Syria conflict: ‘Deal reached’ for four besieged towns

Fighters stand near a convoy of vehicles carrying UN food and medical aid on the outskirts of the rebel-besieged Kefraya. Photo: 14 March 2017Image copyright

Image caption

Humanitarian organisations have been calling for unhindered access to Syria’s besieged areas

The Syrian government and rebel groups have reportedly reached a deal to allow the evacuation of four besieged areas.

The UK-based Syrian Observatory for Human Rights said residents of Foah and Kefraya, two government-held towns in the north-west, would be bussed out.

In return, people in two rebel-held towns near Damascus, Madaya and Zabadani, will be given safe passage.

The evacuation is scheduled to begin on Tuesday, but a local truce is said to have come into effect overnight.

Last month, the UN described the situation in the four towns as “catastrophic”, with more than 64,000 civilians “trapped in a cycle of daily violence and deprivation”.

Many people are reported to have died as a result of shortages of food or medicine.

Foah and Kefraya, most of whose residents are Shia Muslims, have been encircled by rebels and al-Qaeda-linked Sunni jihadists since March 2015.

Madaya and Zabadani, which are predominantly Sunni, have meanwhile been besieged since June 2015 by the Syrian army and fighters from Lebanon’s Shia Islamist Hezbollah movement.

As part of what is known as the “Four Towns Agreement”, the warring parties have allowed the UN and Red Cross to deliver aid on a few occasions in the past two years and to evacuate limited numbers of sick and injured people.

Aid convoys last reached the towns on 14 March. Several thousand civilians were also allowed to leave Foah and Kefraya in December as part of a deal that saw the evacuation of a besieged rebel enclave in eastern Aleppo.

UN humanitarian chief Stephen O’Brien told the Security Council on 22 February that the refusal to grant humanitarian organisations immediate and unconditional access to the towns meant residents were “trapped in a cycle of daily violence and deprivation, where malnutrition and lack of proper medical care continue”.
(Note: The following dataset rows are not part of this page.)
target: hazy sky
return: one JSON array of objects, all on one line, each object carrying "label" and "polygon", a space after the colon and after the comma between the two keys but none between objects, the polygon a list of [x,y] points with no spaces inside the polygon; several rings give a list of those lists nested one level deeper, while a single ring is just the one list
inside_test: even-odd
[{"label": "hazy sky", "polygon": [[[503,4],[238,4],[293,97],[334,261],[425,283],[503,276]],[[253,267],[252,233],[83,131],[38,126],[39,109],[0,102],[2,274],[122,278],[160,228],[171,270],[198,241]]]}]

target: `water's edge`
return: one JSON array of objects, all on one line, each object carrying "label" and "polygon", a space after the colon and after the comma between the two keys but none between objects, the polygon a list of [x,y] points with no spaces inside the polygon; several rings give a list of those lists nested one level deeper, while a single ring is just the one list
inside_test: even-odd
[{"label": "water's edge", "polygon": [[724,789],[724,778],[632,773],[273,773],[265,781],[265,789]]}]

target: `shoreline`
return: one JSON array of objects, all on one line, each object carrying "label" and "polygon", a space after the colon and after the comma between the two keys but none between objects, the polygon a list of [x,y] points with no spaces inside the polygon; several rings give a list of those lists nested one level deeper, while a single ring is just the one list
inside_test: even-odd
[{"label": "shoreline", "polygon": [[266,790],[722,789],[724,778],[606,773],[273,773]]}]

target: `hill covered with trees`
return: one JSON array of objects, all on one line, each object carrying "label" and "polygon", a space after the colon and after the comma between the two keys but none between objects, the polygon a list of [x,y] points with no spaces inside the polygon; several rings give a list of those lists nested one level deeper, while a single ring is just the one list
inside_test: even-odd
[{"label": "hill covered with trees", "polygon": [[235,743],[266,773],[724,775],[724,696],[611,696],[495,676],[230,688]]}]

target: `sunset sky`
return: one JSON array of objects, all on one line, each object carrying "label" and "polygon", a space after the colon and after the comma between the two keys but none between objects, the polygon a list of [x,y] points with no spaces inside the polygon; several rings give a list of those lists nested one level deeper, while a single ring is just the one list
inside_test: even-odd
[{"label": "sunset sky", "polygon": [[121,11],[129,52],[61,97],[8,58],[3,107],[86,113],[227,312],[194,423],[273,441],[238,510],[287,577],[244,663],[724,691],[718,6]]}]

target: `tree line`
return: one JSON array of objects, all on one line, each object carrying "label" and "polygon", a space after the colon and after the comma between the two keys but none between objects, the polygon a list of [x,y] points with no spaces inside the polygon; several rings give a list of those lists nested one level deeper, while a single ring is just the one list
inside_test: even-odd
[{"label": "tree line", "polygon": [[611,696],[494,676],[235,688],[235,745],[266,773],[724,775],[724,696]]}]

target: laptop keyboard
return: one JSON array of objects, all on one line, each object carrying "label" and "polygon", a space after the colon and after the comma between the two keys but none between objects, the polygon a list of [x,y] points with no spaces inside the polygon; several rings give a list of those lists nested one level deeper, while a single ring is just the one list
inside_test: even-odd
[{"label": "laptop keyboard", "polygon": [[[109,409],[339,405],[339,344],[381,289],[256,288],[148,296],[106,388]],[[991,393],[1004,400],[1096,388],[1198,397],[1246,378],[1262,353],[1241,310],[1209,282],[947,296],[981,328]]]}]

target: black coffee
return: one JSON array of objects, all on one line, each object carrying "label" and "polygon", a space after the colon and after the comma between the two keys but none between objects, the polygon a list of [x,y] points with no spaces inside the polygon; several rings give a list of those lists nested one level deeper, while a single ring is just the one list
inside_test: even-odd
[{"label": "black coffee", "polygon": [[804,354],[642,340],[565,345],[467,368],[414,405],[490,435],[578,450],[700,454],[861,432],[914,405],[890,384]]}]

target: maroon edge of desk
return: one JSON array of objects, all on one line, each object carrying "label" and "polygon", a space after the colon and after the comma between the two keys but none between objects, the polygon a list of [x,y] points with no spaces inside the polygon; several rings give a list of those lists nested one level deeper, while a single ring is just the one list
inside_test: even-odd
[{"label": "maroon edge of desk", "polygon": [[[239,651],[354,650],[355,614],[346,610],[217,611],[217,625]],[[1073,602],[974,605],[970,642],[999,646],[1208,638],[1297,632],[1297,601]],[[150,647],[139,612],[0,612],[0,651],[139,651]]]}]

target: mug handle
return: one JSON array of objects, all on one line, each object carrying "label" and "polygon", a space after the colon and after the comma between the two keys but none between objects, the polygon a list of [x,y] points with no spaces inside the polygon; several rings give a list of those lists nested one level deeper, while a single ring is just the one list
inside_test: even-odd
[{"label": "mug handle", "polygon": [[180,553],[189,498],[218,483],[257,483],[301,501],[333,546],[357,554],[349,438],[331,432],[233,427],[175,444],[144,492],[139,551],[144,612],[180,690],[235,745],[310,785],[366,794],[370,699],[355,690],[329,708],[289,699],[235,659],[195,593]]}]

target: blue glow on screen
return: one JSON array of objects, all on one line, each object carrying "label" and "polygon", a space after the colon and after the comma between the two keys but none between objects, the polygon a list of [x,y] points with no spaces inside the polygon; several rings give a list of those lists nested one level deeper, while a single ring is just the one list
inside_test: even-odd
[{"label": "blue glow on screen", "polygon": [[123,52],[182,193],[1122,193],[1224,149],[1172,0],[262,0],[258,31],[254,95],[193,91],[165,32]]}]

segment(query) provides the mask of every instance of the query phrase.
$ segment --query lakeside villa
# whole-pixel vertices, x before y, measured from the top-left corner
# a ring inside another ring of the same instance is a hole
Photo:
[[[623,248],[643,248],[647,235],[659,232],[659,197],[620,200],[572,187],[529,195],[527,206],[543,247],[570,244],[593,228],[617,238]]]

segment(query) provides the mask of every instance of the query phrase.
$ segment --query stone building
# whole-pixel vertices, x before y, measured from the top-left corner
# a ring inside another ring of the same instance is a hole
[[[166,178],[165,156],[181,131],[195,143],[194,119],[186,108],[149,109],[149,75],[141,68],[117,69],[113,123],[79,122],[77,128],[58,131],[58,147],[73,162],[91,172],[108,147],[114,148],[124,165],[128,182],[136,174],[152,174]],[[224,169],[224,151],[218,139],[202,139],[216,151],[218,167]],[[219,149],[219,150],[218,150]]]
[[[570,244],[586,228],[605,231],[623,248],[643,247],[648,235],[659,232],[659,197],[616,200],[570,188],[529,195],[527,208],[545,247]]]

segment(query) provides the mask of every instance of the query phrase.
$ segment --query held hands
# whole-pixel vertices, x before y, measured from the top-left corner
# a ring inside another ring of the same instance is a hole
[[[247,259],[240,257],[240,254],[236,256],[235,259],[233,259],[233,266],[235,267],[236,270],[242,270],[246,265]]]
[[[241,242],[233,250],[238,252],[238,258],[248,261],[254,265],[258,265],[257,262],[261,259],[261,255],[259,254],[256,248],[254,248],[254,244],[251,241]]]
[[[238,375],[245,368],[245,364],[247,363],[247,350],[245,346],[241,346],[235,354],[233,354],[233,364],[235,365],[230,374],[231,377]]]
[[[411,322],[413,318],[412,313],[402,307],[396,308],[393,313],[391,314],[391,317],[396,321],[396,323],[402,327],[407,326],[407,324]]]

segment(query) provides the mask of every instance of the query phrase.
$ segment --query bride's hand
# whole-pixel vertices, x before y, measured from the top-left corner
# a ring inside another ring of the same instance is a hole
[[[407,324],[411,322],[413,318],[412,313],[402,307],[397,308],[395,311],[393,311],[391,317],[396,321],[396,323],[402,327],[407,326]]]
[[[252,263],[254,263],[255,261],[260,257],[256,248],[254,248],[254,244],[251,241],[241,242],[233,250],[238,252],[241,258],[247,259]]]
He said five people had recently died in Madaya and Kefraya, while 80 others were in urgent need of medical evacuation to save their lives.

Media captionMadaya, Syria, where children resort to suicide

A pro-government source told Reuters news agency that the implementation of the evacuation deal was due to begin on Tuesday, with 16,000 people leaving Foah and Kefraya “in exchange for the evacuation of all the Zabadani militants and the militants of Madaya and their families”.

Those evacuated from Foah and Kefraya will reportedly be transported to government-controlled areas of Damascus, while Madaya and Zabadani residents will be taken to rebel-held areas around the city of Idlib and the town of Jarablus.

Rami Abdul Rahman, the director of the Syrian Observatory, noted that the deal would result in a “demographic change on a sectarian basis”.

“There is great discontent over the agreement in Madaya,” he told Reuters.

A report by UN human rights experts published last month concluded that last September’s evacuation of people from parts of Aleppo previously held by rebels amounted to the “war crime of forced displacement”.

The Syrian Observatory said the agreement on the four towns would also see a truce take effect in areas south of Damascus, aid deliveries, and the release of 1,500 prisoners held by the government.

It added that the deal was drafted by Qatar – which backs the opposition to President Bashar al-Assad – following negotiations between representatives of Iran – an ally of the government – and an Islamist rebel alliance, Jaysh al-Fath.

Some 4.7 million people live in hard-to-reach and besieged areas in Syria, including 644,000 in UN-declared besieged locations.